Conditional structure
Decision making is important in programming. This can be achieved using an if…else statement.
The basic structure of an if…else statement is
if (condition statement){
some operation
}
Two examples of if…else statement
Temperature <- 30
if (Temperature < 32) {
print("Very cold")
}
## [1] "Very cold"
# recall gene_expression, we are going to design a *if...else* statement to decide treatment plans based on gene expression.

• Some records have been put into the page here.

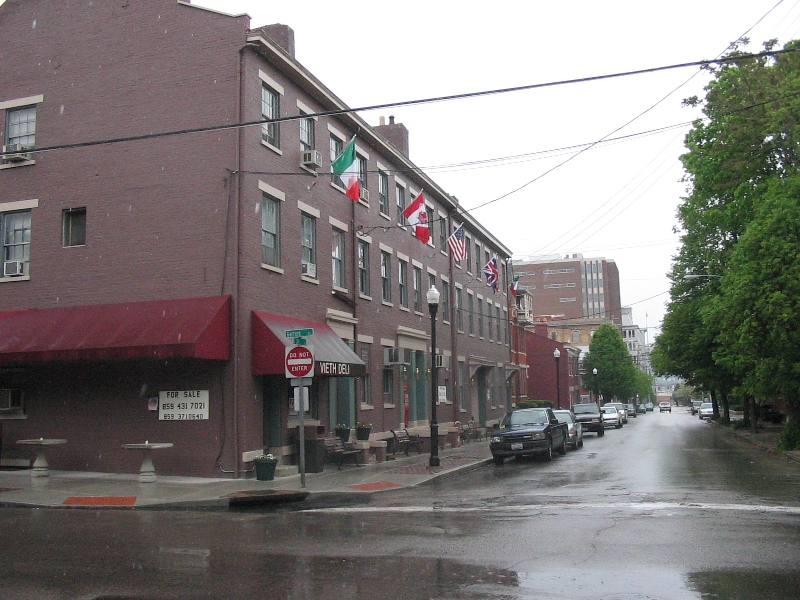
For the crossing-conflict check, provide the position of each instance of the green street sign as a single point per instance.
(295, 333)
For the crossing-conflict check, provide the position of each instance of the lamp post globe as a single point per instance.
(433, 306)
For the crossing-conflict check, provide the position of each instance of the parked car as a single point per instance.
(590, 417)
(623, 411)
(611, 417)
(526, 432)
(575, 429)
(706, 410)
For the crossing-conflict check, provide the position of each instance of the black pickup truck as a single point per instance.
(529, 431)
(589, 415)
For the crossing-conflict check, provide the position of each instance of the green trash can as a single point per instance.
(265, 468)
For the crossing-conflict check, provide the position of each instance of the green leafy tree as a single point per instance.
(616, 373)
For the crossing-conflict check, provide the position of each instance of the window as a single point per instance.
(400, 196)
(307, 133)
(417, 283)
(16, 239)
(73, 225)
(386, 277)
(403, 283)
(270, 109)
(11, 402)
(459, 310)
(470, 314)
(362, 171)
(337, 146)
(480, 317)
(366, 382)
(308, 244)
(21, 126)
(363, 267)
(271, 231)
(337, 256)
(383, 192)
(445, 301)
(388, 386)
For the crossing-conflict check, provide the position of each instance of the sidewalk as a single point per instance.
(103, 490)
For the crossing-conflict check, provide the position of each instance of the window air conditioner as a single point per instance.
(312, 159)
(13, 268)
(309, 270)
(396, 356)
(16, 153)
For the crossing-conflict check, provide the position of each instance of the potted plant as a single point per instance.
(343, 431)
(265, 467)
(363, 430)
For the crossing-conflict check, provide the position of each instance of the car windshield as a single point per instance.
(532, 416)
(563, 416)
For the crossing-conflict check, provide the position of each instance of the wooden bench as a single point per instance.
(337, 452)
(404, 441)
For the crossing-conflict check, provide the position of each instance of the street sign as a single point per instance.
(299, 362)
(294, 333)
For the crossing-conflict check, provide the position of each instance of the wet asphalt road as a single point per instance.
(667, 507)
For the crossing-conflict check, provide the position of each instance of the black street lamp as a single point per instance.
(557, 356)
(433, 305)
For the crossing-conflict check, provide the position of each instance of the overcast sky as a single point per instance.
(615, 200)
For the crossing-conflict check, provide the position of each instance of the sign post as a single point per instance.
(299, 367)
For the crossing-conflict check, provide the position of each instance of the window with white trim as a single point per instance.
(15, 228)
(271, 231)
(270, 109)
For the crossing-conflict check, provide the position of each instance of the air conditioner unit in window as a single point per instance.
(396, 356)
(13, 268)
(16, 153)
(312, 159)
(309, 270)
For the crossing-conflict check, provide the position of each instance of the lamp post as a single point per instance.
(557, 356)
(433, 305)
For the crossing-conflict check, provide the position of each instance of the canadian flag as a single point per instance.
(416, 215)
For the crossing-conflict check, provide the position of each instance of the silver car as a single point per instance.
(575, 439)
(611, 416)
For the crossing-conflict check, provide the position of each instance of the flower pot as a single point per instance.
(265, 468)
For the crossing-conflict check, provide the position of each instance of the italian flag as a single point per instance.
(346, 167)
(417, 216)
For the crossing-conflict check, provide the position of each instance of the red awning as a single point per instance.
(332, 356)
(192, 328)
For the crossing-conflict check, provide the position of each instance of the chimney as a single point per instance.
(283, 35)
(394, 133)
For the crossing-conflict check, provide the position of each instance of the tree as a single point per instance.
(616, 373)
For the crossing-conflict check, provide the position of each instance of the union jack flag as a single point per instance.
(492, 274)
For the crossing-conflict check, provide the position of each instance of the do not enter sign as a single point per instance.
(299, 362)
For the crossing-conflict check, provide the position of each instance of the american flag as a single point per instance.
(492, 274)
(457, 245)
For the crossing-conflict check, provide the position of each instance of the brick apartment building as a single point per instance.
(153, 248)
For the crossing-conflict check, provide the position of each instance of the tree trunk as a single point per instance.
(751, 403)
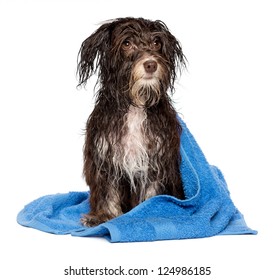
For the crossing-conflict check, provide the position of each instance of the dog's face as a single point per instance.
(136, 58)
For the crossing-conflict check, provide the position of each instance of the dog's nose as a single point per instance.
(150, 66)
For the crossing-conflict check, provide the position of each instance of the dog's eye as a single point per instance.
(156, 44)
(126, 45)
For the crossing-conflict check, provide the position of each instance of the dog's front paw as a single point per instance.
(92, 220)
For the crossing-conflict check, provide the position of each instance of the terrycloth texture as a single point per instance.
(207, 211)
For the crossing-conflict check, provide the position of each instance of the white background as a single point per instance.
(225, 98)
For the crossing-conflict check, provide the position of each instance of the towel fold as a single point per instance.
(207, 210)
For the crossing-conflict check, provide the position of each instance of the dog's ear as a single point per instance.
(93, 52)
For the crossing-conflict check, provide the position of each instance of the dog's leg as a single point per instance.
(105, 205)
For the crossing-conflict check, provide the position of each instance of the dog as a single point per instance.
(132, 137)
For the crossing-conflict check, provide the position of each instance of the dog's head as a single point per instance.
(135, 58)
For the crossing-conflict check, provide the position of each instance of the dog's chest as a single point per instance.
(134, 139)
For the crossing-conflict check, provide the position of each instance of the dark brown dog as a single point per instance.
(131, 150)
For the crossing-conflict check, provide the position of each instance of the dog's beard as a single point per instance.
(145, 92)
(145, 88)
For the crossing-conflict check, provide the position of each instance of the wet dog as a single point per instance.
(132, 144)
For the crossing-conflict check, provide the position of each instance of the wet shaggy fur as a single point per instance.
(131, 150)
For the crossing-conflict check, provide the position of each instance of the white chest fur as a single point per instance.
(133, 159)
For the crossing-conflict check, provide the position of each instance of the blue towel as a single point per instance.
(207, 210)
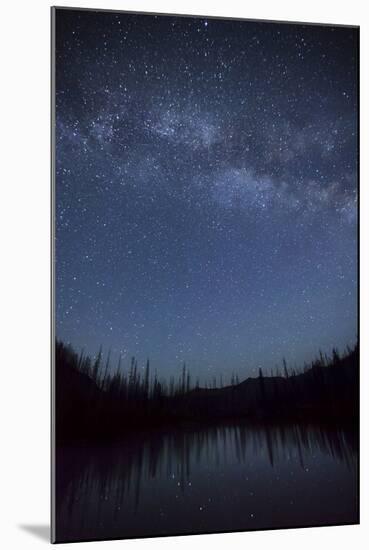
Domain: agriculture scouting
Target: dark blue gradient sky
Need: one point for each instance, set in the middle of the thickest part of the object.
(206, 190)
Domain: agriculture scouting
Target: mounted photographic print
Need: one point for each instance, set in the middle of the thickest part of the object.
(205, 275)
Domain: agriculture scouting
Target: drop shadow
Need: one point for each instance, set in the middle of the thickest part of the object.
(40, 531)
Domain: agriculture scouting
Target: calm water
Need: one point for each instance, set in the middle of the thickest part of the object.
(216, 479)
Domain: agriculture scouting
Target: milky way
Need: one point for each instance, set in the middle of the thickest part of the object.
(206, 189)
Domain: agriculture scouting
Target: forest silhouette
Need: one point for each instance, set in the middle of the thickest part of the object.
(94, 400)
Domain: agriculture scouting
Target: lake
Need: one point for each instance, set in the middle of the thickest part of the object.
(215, 479)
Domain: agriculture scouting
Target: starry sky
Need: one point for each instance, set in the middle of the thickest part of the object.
(206, 190)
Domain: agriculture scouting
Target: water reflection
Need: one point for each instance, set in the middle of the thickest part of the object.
(214, 479)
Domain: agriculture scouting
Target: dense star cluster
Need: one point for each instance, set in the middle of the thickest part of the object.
(206, 189)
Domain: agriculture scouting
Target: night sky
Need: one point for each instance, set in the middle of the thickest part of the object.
(206, 190)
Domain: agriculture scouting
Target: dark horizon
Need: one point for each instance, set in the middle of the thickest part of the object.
(206, 190)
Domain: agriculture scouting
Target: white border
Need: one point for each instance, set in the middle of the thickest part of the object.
(25, 275)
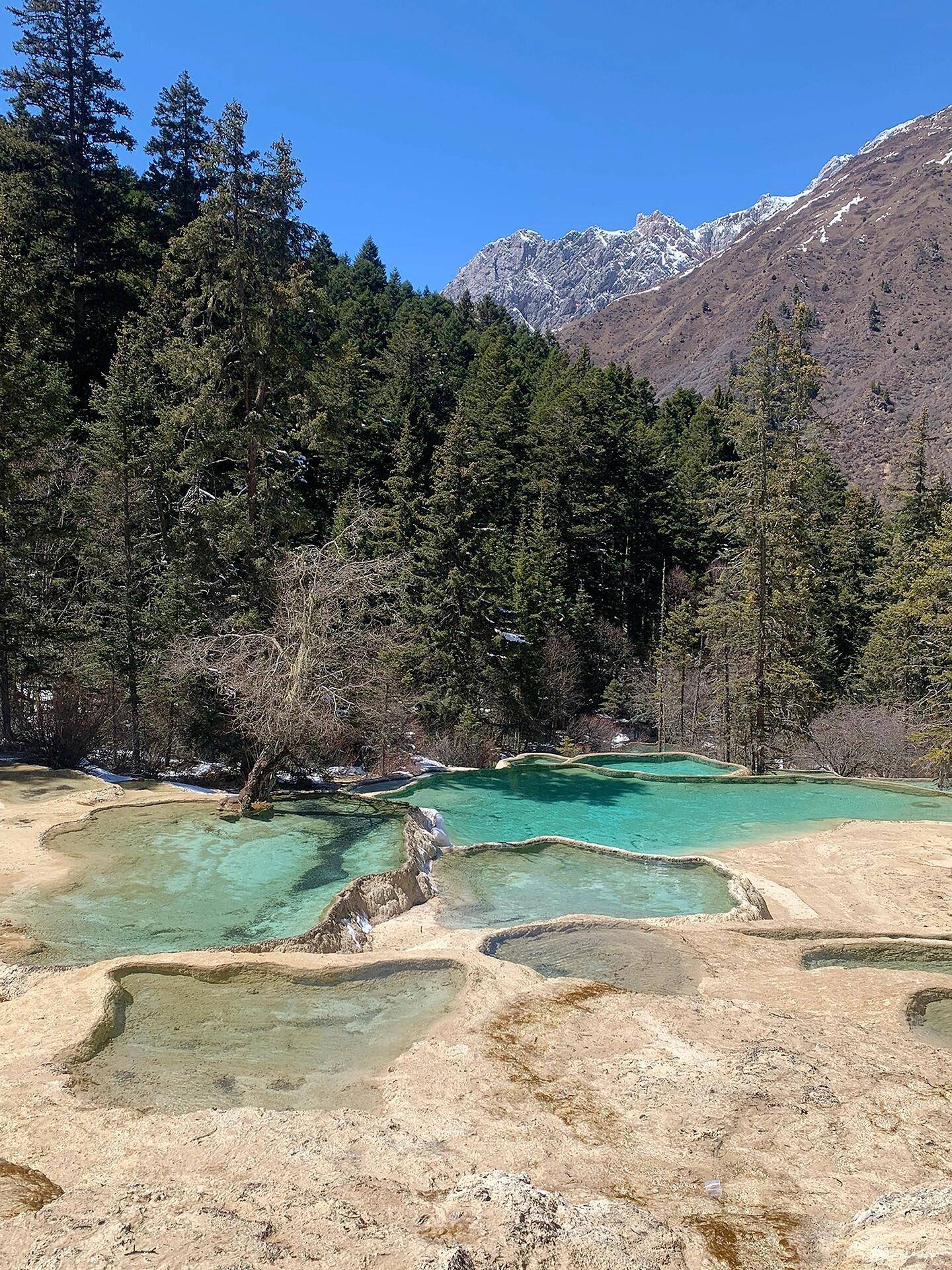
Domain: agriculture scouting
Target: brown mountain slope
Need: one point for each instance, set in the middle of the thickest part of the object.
(879, 229)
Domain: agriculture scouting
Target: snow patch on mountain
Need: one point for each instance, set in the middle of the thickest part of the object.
(550, 282)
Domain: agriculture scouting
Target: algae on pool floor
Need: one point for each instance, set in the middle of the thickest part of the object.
(935, 1023)
(260, 1038)
(512, 886)
(175, 876)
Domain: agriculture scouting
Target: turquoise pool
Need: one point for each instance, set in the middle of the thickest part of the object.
(659, 765)
(512, 804)
(177, 876)
(549, 879)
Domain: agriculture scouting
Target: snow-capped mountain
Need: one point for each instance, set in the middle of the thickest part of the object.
(551, 282)
(869, 248)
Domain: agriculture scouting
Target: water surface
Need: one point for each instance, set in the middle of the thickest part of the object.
(659, 817)
(175, 876)
(631, 959)
(542, 880)
(659, 765)
(260, 1039)
(914, 958)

if (gene_expression["ESR1"] > 0) {
print("Treatment plan 1")
} else if (gene_expression["BRCA1"] > 0) {
print("Treatment plan 2")
} else if (gene_expression["p53"] > 0) {
print("Treatment plan 3")
} else {
print("Treatment plan 4")
}
## [1] "Treatment plan 2"
Save your workspace so we can load it for day 3:
save.image("day2.RData")
HOMEWORK
Using the state.x77 built-in dataset, find the states whose population (in 1000’s) is greater than 950 AND whose High School Graduation Rate is less than 40%.
Construct a list with three elements:
- A vector of numbers 1 through 15 in increments of 0.2
- A 5x5 matrix using the first 25 letters of the alphabet. (Hint: look at built-in constants)
- The first 10 elements of the built-in data frame “mtcars”.